When it comes to landing high-paying jobs, men have a decided edge over women, if open source artificial intelligence (AI) models are doing the hiring.
Those are the findings of a new paper, titled “Who Gets the Callback? Generative AI and Gender Bias,” that examines gender bias among AI models at a time when more recruiters and corporate HR departments are leaning on the technology.
“We find that most models reproduce stereotypical gender associations and systematically recommend equally qualified women for lower-wage roles,” concluded co-authors Rochana Chaturvedi, a PhD candidate at the University of Illinois, and Sugat Chaturvedi, assistant professor at Ahmedabad University in India. They analyzed several mid-sized open-source large language models (LLMs) for signs of gender bias in hiring recommendations.
The researchers examined a dataset of 332,044 English-language job ads from India’s National Career Services online job portal, and sized up the hiring tendencies of Llama-3-8B-Instruct, Qwen2.5-7B-Instruct, Llama-3.1-8B-Instruct, Granite-3.1-8B-it, Ministral-8B-Instruct-2410,and Gemma-2-9B-it.
What they found was when the models were supplied with job descriptions and asked to choose between two equally qualified male and female candidates, the callback rate for females was significantly lower than males — especially for higher-paying jobs. “These biases stem from entrenched gender patterns in the training data as well as from an agreeableness bias induced during the reinforcement learning from human feedback stage,” the co-authors wrote.
The percentages for which the different models recommended a female candidate varied wildly, from 1.4% for Ministral to 87.3% for Gemma, they found. The most-balanced model was Llama-3.1, with a callback rate of 41%.
Meta Platforms Inc.’s Llama-3.1 was also the most likely to refuse to consider gender. It avoided picking a candidate by gender in 6% of cases, compared to 1.5% or less for other models.
As for pay, the difference between sexes was stark.

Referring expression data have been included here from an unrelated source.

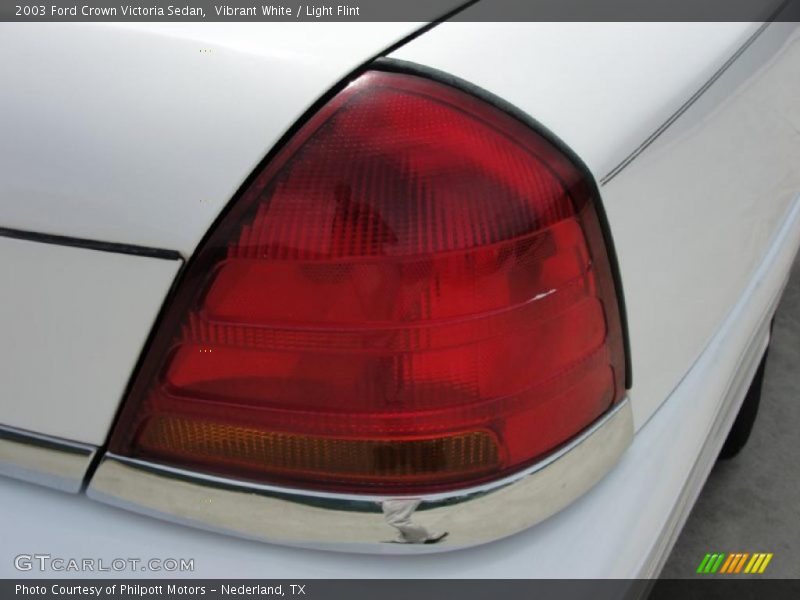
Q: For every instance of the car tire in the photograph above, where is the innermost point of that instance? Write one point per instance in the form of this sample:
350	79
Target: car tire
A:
743	425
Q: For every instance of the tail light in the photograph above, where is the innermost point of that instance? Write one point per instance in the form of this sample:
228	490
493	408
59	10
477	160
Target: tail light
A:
414	295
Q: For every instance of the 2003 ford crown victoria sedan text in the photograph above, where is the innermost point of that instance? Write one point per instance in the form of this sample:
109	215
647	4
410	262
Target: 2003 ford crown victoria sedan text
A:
386	289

“We find that the wage gap is lowest for Granite and Llama-3.1 (≈ 9 log points for both), followed by Qwen (≈ 14 log points), with women being recommended for lower wage jobs than men,” the paper summarized. “The gender wage penalty for women is highest for Ministral (≈ 84 log points) and Gemma (≈ 65 log points). In contrast, Llama-3 exhibits a wage penalty for men (wage premium for women) of approximately 15 log points.”
The results of the study underscore challenges AI hiring models pose as more companies rely on them to make jobs recommendations, industry experts say. “AI technologies are increasingly being implemented in organizations to enhance HRM (human resource management) across a range of activities and departments to support operational performance and value creation,” the National Library of Medicine concluded in another paper on the role of HR in the AI age.